Since the earliest cave drawings, the silent and visual language of art has been a vehicle contrived by man for two purposes; to express themselves in some more or less permanent medium, and to describe and communicate with others about what they have seen, or imagined.

It would be impossible to depict anything “just like it is,” for there’s far more than can be seen or even comprehended. We humans do have limited visual and mental capabilities and, because of realities’ vastness, profusion, diversity and complexity, we painters must make choices about what we depict and how we describe it.

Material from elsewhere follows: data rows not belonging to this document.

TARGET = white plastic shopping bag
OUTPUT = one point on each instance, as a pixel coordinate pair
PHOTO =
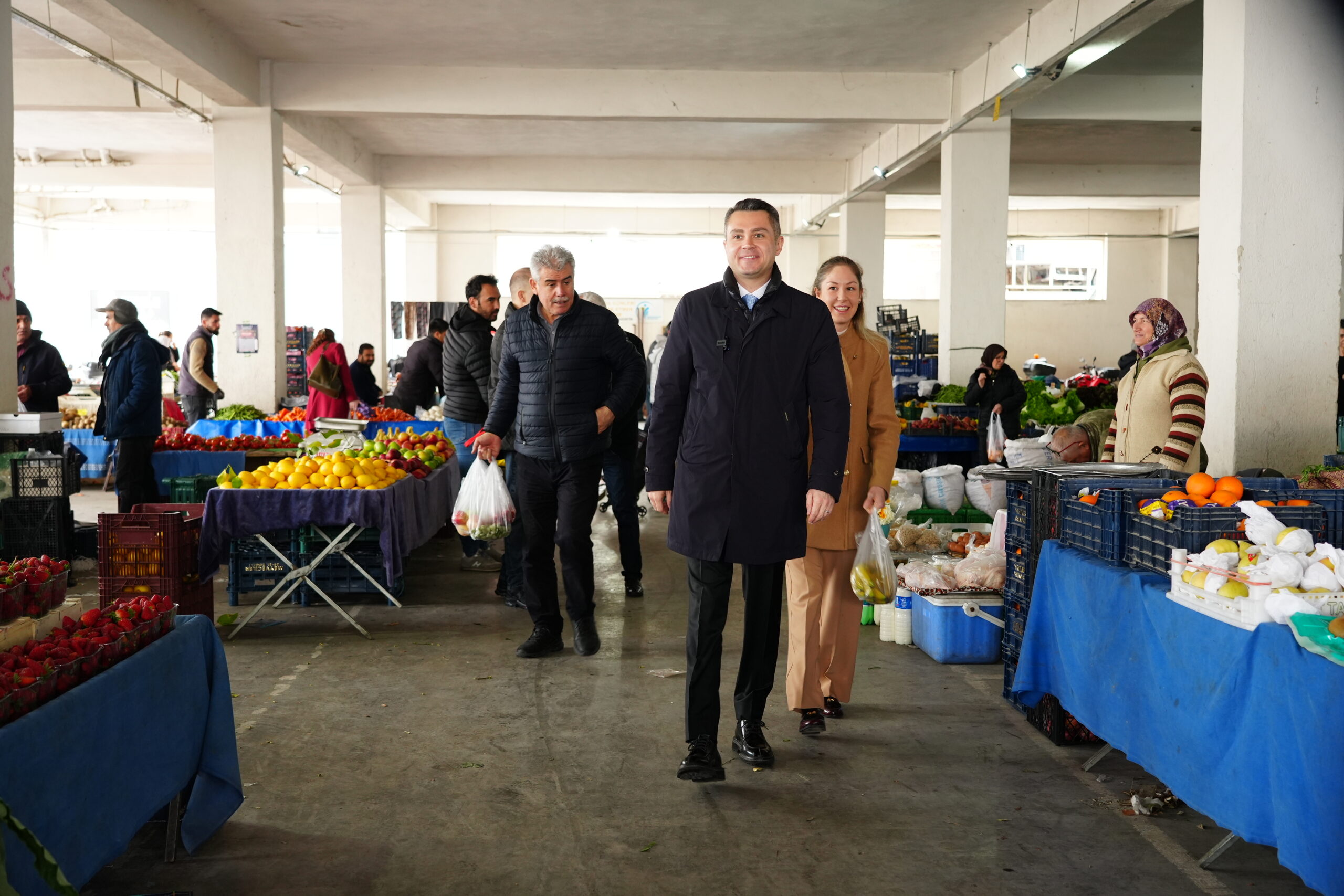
(995, 441)
(484, 510)
(874, 575)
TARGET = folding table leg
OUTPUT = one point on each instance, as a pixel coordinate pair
(1097, 757)
(171, 842)
(1222, 847)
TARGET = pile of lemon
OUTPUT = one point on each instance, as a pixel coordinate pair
(337, 471)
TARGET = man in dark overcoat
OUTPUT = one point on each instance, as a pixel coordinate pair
(749, 362)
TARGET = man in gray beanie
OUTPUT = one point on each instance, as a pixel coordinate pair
(42, 373)
(131, 412)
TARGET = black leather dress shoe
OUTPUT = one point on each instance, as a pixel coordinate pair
(752, 746)
(812, 723)
(585, 637)
(542, 644)
(704, 762)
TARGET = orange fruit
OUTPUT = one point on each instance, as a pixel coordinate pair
(1201, 484)
(1233, 487)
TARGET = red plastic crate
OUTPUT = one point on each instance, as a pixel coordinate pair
(155, 546)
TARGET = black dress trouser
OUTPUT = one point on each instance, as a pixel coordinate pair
(557, 503)
(136, 483)
(762, 587)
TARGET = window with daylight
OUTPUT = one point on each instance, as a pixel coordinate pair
(1057, 269)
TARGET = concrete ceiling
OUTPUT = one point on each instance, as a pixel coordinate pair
(784, 35)
(429, 136)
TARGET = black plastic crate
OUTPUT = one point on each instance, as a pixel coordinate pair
(1058, 724)
(34, 527)
(38, 477)
(1150, 542)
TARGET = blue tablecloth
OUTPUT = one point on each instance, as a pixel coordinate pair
(169, 464)
(1244, 726)
(407, 515)
(89, 769)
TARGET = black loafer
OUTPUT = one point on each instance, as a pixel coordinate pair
(542, 644)
(752, 746)
(704, 762)
(585, 637)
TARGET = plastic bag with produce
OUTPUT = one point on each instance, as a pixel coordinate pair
(484, 510)
(874, 575)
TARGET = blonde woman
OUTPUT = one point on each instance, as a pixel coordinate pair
(823, 609)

We call what we do Fine Art because it is, literally a refining process. As we paint, our goal is to clarify, intensify, and interpret the meaning of reality, specifically, as we ourselves perceive it. In other words, Fine Art is a show and tell process with the telling, by far, being the most important element.

Consider this; anything ever created or produce by man began with a thought, an idea. Every application of paint to canvas or paper is preceded by a thought and followed by another. We artists must listen to our own inner voices, follow hunches and intuition and trust our judgments. Creativity begins where the artist departs from strict imitations of his subject and imposes a rhythm (or order) of his own creation, according to his own observations and sense of fitness. We must paint by feeling, not formula.

The power, beauty, and success of our work depends entirely on the decisions we’ve made or neglected to make, as we relate one line to another, one shape to another, one value or edge to another, or one delicious color to another. If we merely attempt to describe things “just as they are,” changing nothing, adding nothing, we unfortunately may obliterate the one thing that could possibly make it a work of art, our personal choices. We must show people more than what they already see. What they cannot see, when looking at your actual subject, are your unique perceptions. That’s what Fine Art is all about.

Albert Einstein said “Imagination is more important than knowledge, for knowledge is limited to all we know and understand, while imagination embraces the entire world, and all there ever will be to know and understand.”

Use your imagination at the easel, and express yourself – you are your greatest asset.